Erste Eckdaten zu Llano hatte AMD im Rahmen der International Solid State Circuits Conference (ISSCC) im Februar 2010 genannt. So vereint Llano zwei bis vier K10-Kerne mit einem DX11-fähigen Grafikkern. Ebenfalls in die APU integriert sind ein zweikanaliger DDR3-Speicher-Controller und ein PCI-Express-Controller der zweiten Generation. Da Llano ohne L3-Cache auskommen muss, wird sein CPU-Segment vermutlich den 45nm-Kernen Regor und Propus ähneln. Statt 512 KByte wird AMD allerdings jedem Kern 1024 KByte L2-Cache zur Seite stellen, was die fehlende dritte Cache-Ebene zumindest teilweise kompensieren könnte.


Quelle: AMD

Eigentlich sollte Llano bereits Ende dieses Jahres an den Start gehen, aber eine zu geringe Ausbeute bei der 32nm-Fertigung haben für eine Verspätung gesorgt. Für Llano greift AMD auf die 32nm-SOI-Fertigung von Globalfoundries zurück, welche erstmals SOI mit High-k Metal-Gates kombinieren wird. Dies ermöglicht AMD auch den Einsatz von Power-Gating, um inaktive Kerne vollständig abzuschalten. Die Leistungsaufnahme soll sich pro Kern zwischen 2,5 und 25 Watt bewegen.
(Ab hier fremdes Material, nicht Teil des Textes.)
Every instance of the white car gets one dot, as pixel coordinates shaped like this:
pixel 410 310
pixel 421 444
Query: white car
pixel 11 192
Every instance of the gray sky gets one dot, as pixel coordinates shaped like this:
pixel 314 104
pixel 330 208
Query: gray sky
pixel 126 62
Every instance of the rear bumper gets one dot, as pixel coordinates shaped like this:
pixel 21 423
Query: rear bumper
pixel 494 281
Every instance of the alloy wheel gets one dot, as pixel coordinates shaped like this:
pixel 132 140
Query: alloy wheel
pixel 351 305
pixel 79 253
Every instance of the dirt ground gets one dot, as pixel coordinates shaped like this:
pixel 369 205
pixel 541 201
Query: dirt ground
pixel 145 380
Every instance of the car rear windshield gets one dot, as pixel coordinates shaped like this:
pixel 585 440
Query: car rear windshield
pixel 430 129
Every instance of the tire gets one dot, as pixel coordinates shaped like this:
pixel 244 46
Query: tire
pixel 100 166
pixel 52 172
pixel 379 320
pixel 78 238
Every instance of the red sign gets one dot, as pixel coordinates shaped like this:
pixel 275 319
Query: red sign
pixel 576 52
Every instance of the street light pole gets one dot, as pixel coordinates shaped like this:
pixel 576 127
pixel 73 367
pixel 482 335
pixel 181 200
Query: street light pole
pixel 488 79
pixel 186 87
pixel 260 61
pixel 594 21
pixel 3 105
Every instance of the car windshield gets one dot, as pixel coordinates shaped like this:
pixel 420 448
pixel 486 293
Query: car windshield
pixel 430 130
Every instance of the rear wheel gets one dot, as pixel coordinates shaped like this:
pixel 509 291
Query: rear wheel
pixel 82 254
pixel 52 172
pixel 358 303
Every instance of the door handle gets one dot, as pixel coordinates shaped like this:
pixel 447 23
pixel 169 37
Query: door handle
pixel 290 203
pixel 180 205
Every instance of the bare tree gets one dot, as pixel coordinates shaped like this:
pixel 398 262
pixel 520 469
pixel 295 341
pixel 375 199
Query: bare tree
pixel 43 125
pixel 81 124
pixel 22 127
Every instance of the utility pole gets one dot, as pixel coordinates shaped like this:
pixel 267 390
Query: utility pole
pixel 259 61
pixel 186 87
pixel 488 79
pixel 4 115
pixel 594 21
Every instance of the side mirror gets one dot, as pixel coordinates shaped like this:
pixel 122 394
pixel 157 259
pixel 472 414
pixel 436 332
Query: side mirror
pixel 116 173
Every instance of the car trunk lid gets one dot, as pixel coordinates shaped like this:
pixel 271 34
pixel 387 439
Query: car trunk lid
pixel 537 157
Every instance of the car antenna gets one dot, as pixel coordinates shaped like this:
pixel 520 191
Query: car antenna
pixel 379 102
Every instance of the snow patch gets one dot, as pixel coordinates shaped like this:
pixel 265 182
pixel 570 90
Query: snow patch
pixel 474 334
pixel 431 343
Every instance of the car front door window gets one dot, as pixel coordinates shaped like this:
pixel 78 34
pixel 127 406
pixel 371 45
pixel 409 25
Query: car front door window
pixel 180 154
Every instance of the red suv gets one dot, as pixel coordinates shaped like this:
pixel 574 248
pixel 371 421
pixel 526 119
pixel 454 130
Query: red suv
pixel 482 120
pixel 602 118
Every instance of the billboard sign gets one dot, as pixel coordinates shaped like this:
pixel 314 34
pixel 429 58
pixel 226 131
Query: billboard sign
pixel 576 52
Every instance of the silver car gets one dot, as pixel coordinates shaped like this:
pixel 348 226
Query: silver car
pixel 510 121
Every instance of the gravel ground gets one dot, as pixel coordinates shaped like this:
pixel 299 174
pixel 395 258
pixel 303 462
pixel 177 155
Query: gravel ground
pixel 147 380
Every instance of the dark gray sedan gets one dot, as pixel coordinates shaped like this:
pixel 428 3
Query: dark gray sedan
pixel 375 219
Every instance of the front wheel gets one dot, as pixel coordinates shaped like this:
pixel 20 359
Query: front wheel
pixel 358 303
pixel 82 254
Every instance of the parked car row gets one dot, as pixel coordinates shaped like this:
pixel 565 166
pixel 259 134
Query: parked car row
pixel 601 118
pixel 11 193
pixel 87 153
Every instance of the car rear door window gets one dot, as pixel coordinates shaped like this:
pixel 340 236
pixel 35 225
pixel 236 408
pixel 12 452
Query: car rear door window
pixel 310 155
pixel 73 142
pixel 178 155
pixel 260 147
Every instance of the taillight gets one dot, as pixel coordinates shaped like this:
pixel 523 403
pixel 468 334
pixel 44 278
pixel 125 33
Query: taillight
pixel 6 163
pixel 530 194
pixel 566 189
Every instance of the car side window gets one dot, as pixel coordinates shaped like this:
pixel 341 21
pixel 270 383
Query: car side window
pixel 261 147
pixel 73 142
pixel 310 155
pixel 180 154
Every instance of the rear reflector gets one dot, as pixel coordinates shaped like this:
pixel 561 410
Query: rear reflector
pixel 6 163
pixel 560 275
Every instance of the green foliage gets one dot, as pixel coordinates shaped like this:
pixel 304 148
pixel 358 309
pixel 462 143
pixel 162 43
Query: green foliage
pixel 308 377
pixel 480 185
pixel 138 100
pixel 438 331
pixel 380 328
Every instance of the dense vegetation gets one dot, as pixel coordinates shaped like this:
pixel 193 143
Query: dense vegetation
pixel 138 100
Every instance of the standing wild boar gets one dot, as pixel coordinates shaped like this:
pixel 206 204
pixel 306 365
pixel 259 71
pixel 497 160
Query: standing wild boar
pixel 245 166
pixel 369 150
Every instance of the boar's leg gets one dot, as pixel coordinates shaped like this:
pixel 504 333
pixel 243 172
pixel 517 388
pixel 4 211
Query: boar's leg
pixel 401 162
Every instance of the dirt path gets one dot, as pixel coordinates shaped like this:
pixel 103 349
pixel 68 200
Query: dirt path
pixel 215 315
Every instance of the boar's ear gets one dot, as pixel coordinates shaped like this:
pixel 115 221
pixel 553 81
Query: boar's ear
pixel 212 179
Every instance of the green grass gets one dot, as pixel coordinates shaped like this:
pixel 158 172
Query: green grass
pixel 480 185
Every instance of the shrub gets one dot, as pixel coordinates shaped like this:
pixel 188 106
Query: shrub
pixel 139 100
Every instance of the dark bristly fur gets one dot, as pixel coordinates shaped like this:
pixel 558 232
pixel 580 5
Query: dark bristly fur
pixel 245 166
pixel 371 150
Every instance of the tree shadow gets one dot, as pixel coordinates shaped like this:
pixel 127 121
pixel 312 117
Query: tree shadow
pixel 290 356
Mit der Markteinführung des Llano ist im ersten Halbjahr 2011 zu rechnen, vermutlich gegen Ende des ersten Quartals.

Fazit: Bobcat (Kern)
Die Entwicklung eines eigenständigen Kerns für das Low-Power-Segment ist definitiv die richtige Entscheidung, wie Intel bereits mit seinem Atom unter Beweis stellen konnte. Dank Out-of-order Execution sollte AMDs Bobcat-Kern dem Atom bei gleicher Taktrate klar überlegen sein, zudem bietet der Bobcat mit AMD64, SSE1, SSE2, SSE3, SSSE3 und SSE4A zeitgemäße Befehlssatzerweiterungen sowie AMDs Virtualisierungs-Technologie. Ein vielversprechendes Produkt für leichte Notebooks mit lange Akkulaufzeit.

Fazit: Bulldozer (Kern)
Wir hatten uns viel vom K10 (Phenom) versprochen, doch statt einer wirklich neuen Architektur gab es nur einen weiteren K7-Aufguss, der anfangs bitter enttäuschte. Erst die zweite Generation des Phenom stimmte versöhnlich, doch was die Rechenleistung betrifft, ist Intel weit enteilt. Der Bulldozer könnte dies ändern, denn mit diesem Doppelkern hat AMD endlich eine von Grund auf neu entwickelte Architektur in der Hinterhand. Auf dem Papier kann der Bulldozer jedenfalls überzeugen.

Fazit: Llano (CPU)
Unsere Erwartungen an Llano sind geringer: In Bezug auf die Rechenleistung darf man von der üblichen Performance eines Athlon II ausgehen, denn wir haben es beim Llano ja mit einem K10-Kern ohne L3-Cache zu tun. Sofern die Grafikeinheit mit dedizierten Lösungen der Einstiegsklasse mithalten kann, bietet sich Llano insbesondere für Notebooks und kostengünstige Desktop-PCs an. OEM-Hersteller werden es sicherlich zu schätzen wissen, preiswerte Systeme als DX11-fähig anbieten zu können.